8.13. Age-Off Iterators¶
This chapter provides documentation on how to configure the beta feature for data age-off via Accumulo iterators. Age-off allows administrators to set retention periods on data (e.g. 3 months) in order to automatically hide and delete data from tables without manually deleting features.
Currently there are two types of age-off supported - attribute based, and ingest-time based.
8.13.1. Installation¶
The age-off iterators are provided as part of the GeoMesa Accumulo Distributed Runtime jar which can be found in the Installing GeoMesa Accumulo chapter.
8.13.2. Requirements¶
Age-off iterators are applied to individual Accumulo tables - as such, to configure age-off on a simple feature
type, table sharing must be disabled. This may be accomplished by setting the user data string
geomesa.table.sharing='false'
on the simple feature type before calling createSchema
. This check may be
overridden by setting the system property geomesa.age-off.override=true
. This may be desirable for configuring
ingest time age-off on multiple simple feature types, or when it is known that only a single simple feature type
is present in a catalog. Note that configuring attribute-based age-off on multiple features in a shared catalog
will generally not work.
8.13.3. Configuration¶
Age-off can be configured through the GeoMesa command-line tools, using the configure-age-off
command.
See Accumulo Command-Line Tools for an overview of the command-line tools.
Warning
If age-off iterators have previously been configured manually, it is suggested to remove them before using any provided tools, in order to ensure consistency in naming and priority.
8.13.3.1. Viewing Current Age-Off¶
Any configured age-off iterators can be shown via the command line tools configure-age-off
command:
$ geomesa-accumulo configure-age-off -c test_catalog -f test_feature --list
INFO Attribute age-off: None
INFO Timestamp age-off: name:age-off, priority:10, class:org.locationtech.geomesa.accumulo.iterators.AgeOffIterator, properties:{retention=PT1M}
Note that this may not display any manually configured age-off iterators, as the iterator name may not match.
8.13.3.2. Ingest Time Age-Off¶
Ingest time age-off will use the timestamp associated with the Accumulo data value to validate retention.
Note
Ingest time age-off requires that the Accumulo tables are configured with system timestamps, instead of the default logical timestamps. See Accumulo Logical Timestamps for more information.

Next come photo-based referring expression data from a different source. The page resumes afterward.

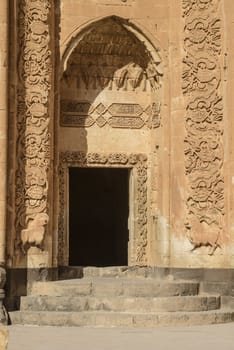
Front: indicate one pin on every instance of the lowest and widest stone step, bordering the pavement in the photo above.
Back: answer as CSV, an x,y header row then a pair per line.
x,y
120,319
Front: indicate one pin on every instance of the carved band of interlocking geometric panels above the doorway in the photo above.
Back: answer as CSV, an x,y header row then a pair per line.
x,y
117,115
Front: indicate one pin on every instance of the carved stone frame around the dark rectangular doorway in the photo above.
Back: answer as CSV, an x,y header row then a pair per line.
x,y
138,219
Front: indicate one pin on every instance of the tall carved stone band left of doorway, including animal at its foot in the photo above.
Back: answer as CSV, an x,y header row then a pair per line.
x,y
33,148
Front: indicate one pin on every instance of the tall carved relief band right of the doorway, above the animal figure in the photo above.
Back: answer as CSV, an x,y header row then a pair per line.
x,y
204,123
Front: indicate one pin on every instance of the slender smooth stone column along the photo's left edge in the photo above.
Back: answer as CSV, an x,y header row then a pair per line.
x,y
3,147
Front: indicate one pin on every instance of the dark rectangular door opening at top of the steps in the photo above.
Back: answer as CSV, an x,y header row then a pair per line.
x,y
98,216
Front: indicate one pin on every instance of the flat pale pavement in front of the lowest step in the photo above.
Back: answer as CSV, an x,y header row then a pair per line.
x,y
214,337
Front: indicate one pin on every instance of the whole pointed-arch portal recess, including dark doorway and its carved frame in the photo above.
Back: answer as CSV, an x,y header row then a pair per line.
x,y
109,116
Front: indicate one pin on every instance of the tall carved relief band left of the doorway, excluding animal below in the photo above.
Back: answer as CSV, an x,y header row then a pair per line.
x,y
34,83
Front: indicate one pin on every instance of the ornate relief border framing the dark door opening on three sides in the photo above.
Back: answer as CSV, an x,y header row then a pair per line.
x,y
138,162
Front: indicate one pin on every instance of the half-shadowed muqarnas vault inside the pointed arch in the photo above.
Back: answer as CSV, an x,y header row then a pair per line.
x,y
109,56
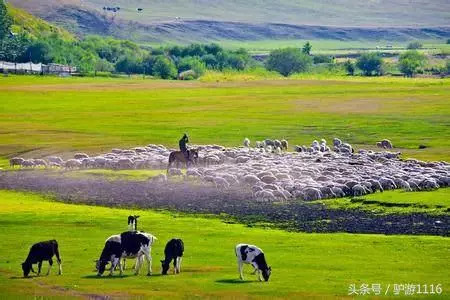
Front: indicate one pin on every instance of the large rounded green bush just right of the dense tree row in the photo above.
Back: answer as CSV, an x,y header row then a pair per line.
x,y
288,61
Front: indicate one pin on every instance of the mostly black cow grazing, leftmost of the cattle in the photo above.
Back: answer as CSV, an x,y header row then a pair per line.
x,y
39,252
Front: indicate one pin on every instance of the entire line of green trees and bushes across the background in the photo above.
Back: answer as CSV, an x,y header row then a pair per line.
x,y
94,54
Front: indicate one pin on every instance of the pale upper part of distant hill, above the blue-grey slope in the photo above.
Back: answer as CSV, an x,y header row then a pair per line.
x,y
384,13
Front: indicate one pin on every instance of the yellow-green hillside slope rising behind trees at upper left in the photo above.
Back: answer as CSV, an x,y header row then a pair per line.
x,y
35,27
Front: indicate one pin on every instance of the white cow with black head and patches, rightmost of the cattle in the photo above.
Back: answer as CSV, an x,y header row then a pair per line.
x,y
250,254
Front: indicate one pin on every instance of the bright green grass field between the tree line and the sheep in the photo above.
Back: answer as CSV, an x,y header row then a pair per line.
x,y
45,115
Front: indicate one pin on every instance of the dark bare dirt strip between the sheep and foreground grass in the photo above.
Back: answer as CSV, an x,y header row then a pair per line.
x,y
234,203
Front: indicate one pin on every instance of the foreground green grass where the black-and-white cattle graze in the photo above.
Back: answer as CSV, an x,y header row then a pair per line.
x,y
304,265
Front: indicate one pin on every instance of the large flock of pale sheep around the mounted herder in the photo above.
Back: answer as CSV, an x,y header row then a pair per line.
x,y
318,171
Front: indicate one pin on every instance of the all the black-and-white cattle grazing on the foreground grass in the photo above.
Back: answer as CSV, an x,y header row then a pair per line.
x,y
137,244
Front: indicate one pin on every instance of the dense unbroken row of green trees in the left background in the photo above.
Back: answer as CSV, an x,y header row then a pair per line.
x,y
97,54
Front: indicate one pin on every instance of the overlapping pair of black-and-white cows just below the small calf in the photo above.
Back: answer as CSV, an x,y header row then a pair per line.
x,y
132,244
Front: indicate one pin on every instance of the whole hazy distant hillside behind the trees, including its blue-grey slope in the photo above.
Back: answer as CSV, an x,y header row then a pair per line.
x,y
184,21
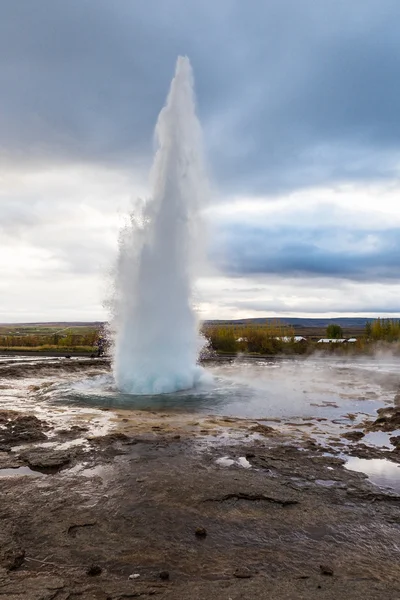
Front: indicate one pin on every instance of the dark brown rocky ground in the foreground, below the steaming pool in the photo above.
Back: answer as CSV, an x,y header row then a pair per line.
x,y
150,509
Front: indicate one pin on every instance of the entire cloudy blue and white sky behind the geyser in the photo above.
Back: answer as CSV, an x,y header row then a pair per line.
x,y
300,106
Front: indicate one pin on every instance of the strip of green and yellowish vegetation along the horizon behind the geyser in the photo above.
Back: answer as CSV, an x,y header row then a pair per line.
x,y
271,337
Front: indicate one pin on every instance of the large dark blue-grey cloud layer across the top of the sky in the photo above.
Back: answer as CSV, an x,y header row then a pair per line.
x,y
291,92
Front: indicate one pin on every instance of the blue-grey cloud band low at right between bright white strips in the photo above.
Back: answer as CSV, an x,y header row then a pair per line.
x,y
334,252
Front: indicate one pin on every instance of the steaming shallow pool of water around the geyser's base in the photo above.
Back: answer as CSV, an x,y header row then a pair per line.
x,y
285,389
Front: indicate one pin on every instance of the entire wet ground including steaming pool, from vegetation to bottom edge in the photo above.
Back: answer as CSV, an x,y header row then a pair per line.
x,y
286,487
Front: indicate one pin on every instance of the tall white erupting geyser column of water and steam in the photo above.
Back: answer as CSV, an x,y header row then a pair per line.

Ingest time age-off can be configured via the command line tools configure-age-off
command, without specifying
a date attribute:
$ geomesa-accumulo configure-age-off -c test_catalog -f test_feature --set --expiry '1 day'
This will remove any existing age-off configuration and replace it with the new specification.
8.13.3.3. Attribute Age-Off¶
Attribute age-off will use a date-type attribute to validate retention.

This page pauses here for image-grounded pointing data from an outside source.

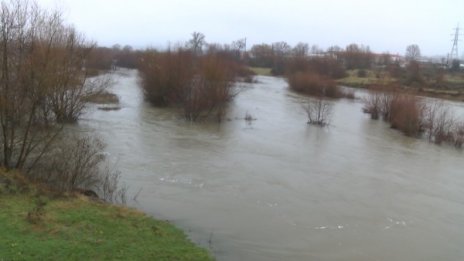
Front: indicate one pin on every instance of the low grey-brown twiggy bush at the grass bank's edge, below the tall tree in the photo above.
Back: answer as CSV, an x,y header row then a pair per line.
x,y
75,165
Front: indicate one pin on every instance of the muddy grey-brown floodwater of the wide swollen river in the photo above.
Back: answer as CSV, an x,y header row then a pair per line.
x,y
278,189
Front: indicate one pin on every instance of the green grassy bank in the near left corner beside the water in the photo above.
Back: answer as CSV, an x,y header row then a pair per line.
x,y
79,229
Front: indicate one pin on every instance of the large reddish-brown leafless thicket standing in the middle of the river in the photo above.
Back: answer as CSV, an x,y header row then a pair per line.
x,y
199,84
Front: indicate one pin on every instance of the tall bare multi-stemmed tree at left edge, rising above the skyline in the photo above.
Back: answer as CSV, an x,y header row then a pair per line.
x,y
41,81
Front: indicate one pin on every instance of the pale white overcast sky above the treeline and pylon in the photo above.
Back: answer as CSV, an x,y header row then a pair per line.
x,y
384,25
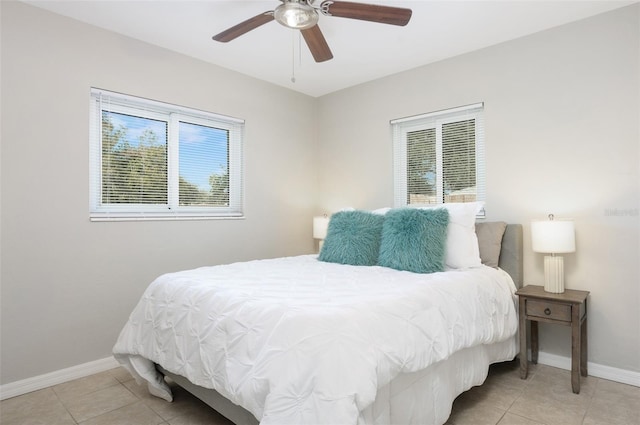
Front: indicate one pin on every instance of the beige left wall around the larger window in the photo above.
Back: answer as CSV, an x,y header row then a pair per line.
x,y
68,285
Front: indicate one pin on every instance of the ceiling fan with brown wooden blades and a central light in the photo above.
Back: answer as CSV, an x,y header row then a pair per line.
x,y
303,15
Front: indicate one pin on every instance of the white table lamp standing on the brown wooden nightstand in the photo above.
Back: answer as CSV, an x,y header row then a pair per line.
x,y
553,237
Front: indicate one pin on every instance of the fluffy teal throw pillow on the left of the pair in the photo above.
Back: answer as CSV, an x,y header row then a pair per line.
x,y
353,237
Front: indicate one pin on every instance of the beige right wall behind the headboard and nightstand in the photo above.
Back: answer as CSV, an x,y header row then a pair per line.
x,y
562,136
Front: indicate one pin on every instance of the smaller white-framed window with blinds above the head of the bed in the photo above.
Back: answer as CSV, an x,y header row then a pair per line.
x,y
439,157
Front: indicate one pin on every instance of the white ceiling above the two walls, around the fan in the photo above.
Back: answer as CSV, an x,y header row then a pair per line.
x,y
363,51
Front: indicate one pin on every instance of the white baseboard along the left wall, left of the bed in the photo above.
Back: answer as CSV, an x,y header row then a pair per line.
x,y
28,385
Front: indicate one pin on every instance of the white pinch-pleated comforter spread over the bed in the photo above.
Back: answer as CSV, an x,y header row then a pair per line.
x,y
299,341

Attribute age-off can be configured via the command line tools configure-age-off
command by specifying
a date attribute:
$ geomesa-accumulo configure-age-off -c test_catalog -f test_feature --set --expiry '1 day' --dtg my_date_attribute
This will remove any existing age-off configuration and replace it with the new specification.

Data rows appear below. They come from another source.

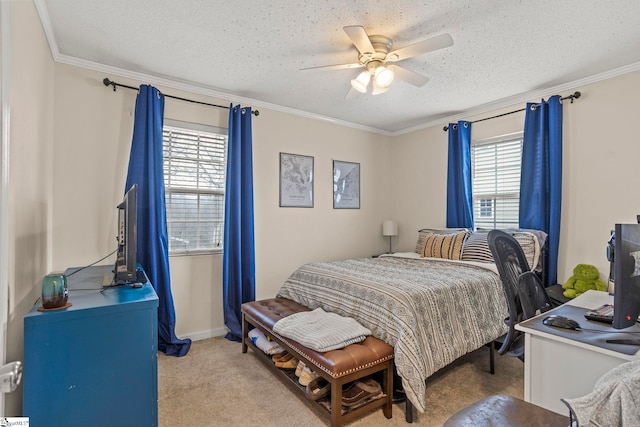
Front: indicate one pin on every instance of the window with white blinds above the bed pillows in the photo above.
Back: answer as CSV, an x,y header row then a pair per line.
x,y
495,165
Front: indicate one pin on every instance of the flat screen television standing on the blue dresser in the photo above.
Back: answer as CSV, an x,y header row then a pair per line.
x,y
125,268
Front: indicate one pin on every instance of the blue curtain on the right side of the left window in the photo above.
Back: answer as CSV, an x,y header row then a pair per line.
x,y
238,259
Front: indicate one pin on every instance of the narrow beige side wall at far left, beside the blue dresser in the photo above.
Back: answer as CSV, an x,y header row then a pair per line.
x,y
30,183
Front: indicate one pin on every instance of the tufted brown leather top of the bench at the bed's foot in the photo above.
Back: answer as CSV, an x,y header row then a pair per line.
x,y
336,363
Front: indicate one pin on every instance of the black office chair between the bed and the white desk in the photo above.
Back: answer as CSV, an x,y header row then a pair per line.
x,y
523,289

8.13.3.4. Removing Age-Off¶
Any configured age-off iterators can be cleared via the command line tools configure-age-off
command:
$ geomesa-accumulo configure-age-off -c test_catalog -f test_feature --remove
This will remove both attribute and ingest time age-off.
8.13.4. Statistics¶
As features are aged off, summary data statistics will get out of date, which can degrade query planning. For manageable data sets, it is recommended to re-analyze statistics every so often, via the stats-analyze command. If the data set is too large for this to be feasible, then stats can instead be disabled completely via geomesa.stats.generate.
8.13.5. Forcing Deletion of Records¶
The GeoMesa age-off iterators will not fully delete records until compactions occur. To force a true deletion of data on disk, you must manually compact a table or range. When compacting an entire table you should take care not to overwhelm your system. You may start a compaction through the Accumulo shell:
# compact a single table
compact -t geomesa.mycatalog_mytype_z2
# compact all tables for a catalog
compact -p geomesa.mycatalog.*